Forget inroads, tablets have made superhighways into enterprise communications and operations -- so much so that some are calling for a “tabletized” conception for UC. In our annual reader survey, 45% of readers report using tablets on the job along with other business communication endpoints or tools. Though IT pros are enthusiastic about the potential business and productivity value of business tablets, supporting UC applications on these devices is less important than supporting basic services such as email, calendaring, VPN and mobile-optimized versions of common business applications.
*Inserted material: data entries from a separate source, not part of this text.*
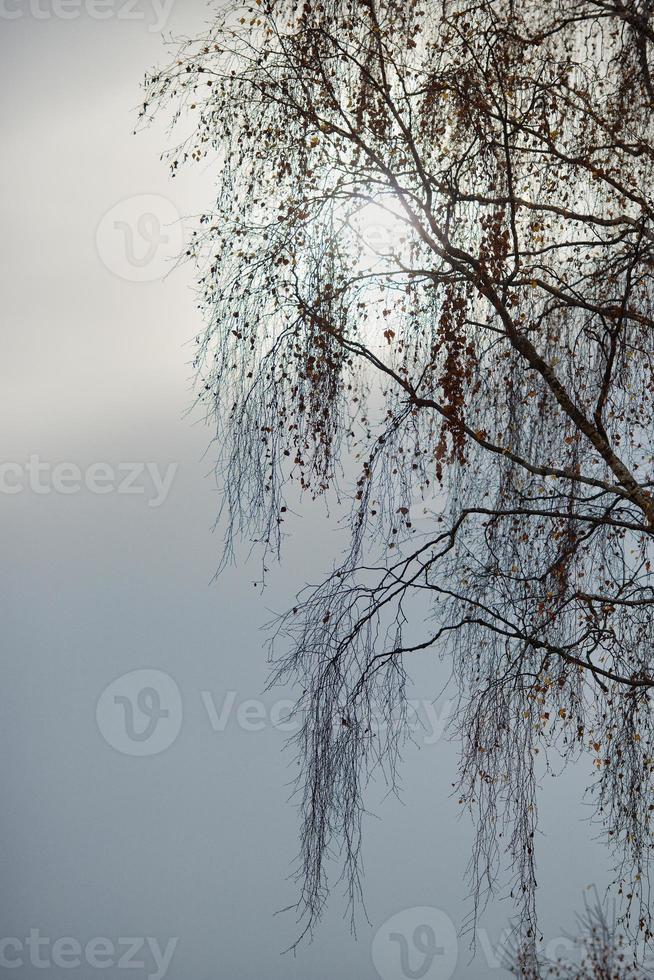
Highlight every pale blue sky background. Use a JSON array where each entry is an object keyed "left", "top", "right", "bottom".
[{"left": 0, "top": 0, "right": 606, "bottom": 980}]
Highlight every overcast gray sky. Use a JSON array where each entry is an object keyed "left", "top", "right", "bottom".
[{"left": 0, "top": 0, "right": 620, "bottom": 980}]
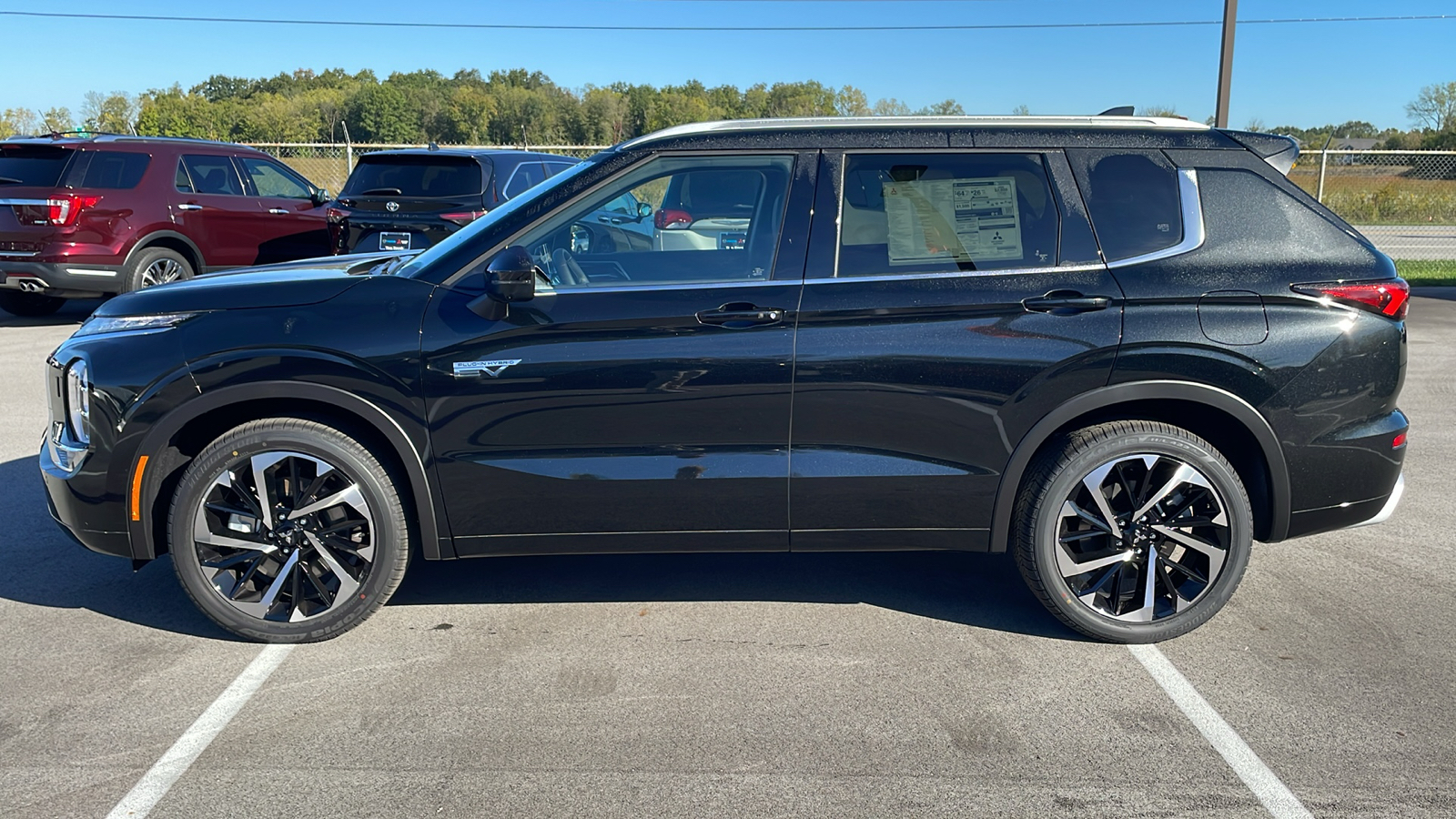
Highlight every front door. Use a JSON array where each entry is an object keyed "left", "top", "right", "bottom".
[
  {"left": 791, "top": 150, "right": 1121, "bottom": 551},
  {"left": 424, "top": 155, "right": 814, "bottom": 555}
]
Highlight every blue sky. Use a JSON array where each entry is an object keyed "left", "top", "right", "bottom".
[{"left": 0, "top": 0, "right": 1456, "bottom": 128}]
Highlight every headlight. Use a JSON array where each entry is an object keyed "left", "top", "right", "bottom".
[
  {"left": 73, "top": 313, "right": 198, "bottom": 337},
  {"left": 66, "top": 359, "right": 90, "bottom": 444}
]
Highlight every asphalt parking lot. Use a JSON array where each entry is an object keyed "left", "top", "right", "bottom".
[{"left": 0, "top": 296, "right": 1456, "bottom": 817}]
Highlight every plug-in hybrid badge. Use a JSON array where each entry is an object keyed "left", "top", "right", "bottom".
[{"left": 454, "top": 359, "right": 521, "bottom": 379}]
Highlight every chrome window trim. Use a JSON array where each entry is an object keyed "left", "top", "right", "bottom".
[{"left": 1092, "top": 167, "right": 1207, "bottom": 269}]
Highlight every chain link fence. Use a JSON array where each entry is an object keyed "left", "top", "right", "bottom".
[
  {"left": 248, "top": 143, "right": 607, "bottom": 192},
  {"left": 1289, "top": 150, "right": 1456, "bottom": 284},
  {"left": 244, "top": 143, "right": 1456, "bottom": 284}
]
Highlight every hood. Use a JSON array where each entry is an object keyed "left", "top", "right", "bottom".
[{"left": 95, "top": 254, "right": 413, "bottom": 317}]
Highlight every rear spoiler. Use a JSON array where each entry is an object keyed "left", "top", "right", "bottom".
[{"left": 1223, "top": 131, "right": 1299, "bottom": 177}]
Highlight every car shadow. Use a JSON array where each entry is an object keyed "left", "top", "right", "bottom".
[
  {"left": 0, "top": 458, "right": 1083, "bottom": 642},
  {"left": 0, "top": 298, "right": 104, "bottom": 327}
]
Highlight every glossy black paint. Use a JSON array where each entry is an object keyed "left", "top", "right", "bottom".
[{"left": 41, "top": 119, "right": 1408, "bottom": 573}]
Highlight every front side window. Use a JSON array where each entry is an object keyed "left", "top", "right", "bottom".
[
  {"left": 1067, "top": 150, "right": 1182, "bottom": 262},
  {"left": 182, "top": 153, "right": 243, "bottom": 197},
  {"left": 238, "top": 156, "right": 311, "bottom": 199},
  {"left": 837, "top": 153, "right": 1060, "bottom": 277},
  {"left": 517, "top": 156, "right": 794, "bottom": 288}
]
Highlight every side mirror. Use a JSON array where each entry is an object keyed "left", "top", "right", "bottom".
[{"left": 468, "top": 245, "right": 541, "bottom": 320}]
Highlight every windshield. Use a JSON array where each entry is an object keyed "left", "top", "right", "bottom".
[{"left": 399, "top": 159, "right": 595, "bottom": 277}]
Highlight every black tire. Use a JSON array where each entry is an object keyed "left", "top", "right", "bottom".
[
  {"left": 1012, "top": 421, "right": 1254, "bottom": 642},
  {"left": 0, "top": 290, "right": 66, "bottom": 318},
  {"left": 122, "top": 248, "right": 197, "bottom": 293},
  {"left": 167, "top": 419, "right": 410, "bottom": 642}
]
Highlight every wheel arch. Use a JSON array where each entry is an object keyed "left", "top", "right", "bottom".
[
  {"left": 128, "top": 382, "right": 456, "bottom": 561},
  {"left": 122, "top": 230, "right": 207, "bottom": 274},
  {"left": 990, "top": 380, "right": 1290, "bottom": 552}
]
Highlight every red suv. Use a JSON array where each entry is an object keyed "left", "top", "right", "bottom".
[{"left": 0, "top": 136, "right": 329, "bottom": 317}]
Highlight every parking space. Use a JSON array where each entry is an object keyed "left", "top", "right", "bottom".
[{"left": 0, "top": 298, "right": 1456, "bottom": 817}]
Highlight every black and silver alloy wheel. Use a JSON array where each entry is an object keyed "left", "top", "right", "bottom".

Vendors such as Cisco and Avaya have released a new class of enterprise tablets -- UC tablets. Falling somewhere between smartphones and consumer tablets, enterprise UC tablets offer many of the attributes of general purpose consumer tablets like Apple’s iPad, but are geared specifically for the needs of the enterprise UC market. UC tablets come preloaded with video conferencing, presence, instant messaging and collaboration tools. While UC tablets will certainly play a role in comprehensive enterprise UC strategies, the question is how significant that role will be.

6. Enterprise social software Magic Quadrant: Assess user need first

The enterprise social software market has surpassed the "good enough" threshold, maturing into more sophisticated social collaboration platforms with advanced features and improved usability, according to the social software Magic Quadrant report. There are nearly two dozen vendors populating the social software Magic Quadrant, and they roughly fall into the three vendor types: specialist social application vendors, established enterprise platform vendors and business application vendors. Deciding among these vendor types and their differing applications will require companies to closely assess their user and business needs.

Despite the many collaborative and productivity benefits of social software, the number of companies actually deploying and using internal social software is very small. According to TechTarget’s annual SearchUnifiedCommunications.com reader survey results, 62% of respondents currently have no plans to implement a social business solution, though nearly 30% are currently evaluating social software products.

Both businesses and individual end users need to understand the value business social software provides. The key to a successful social software implementation ultimately depends on end-user adoption rather than the technology.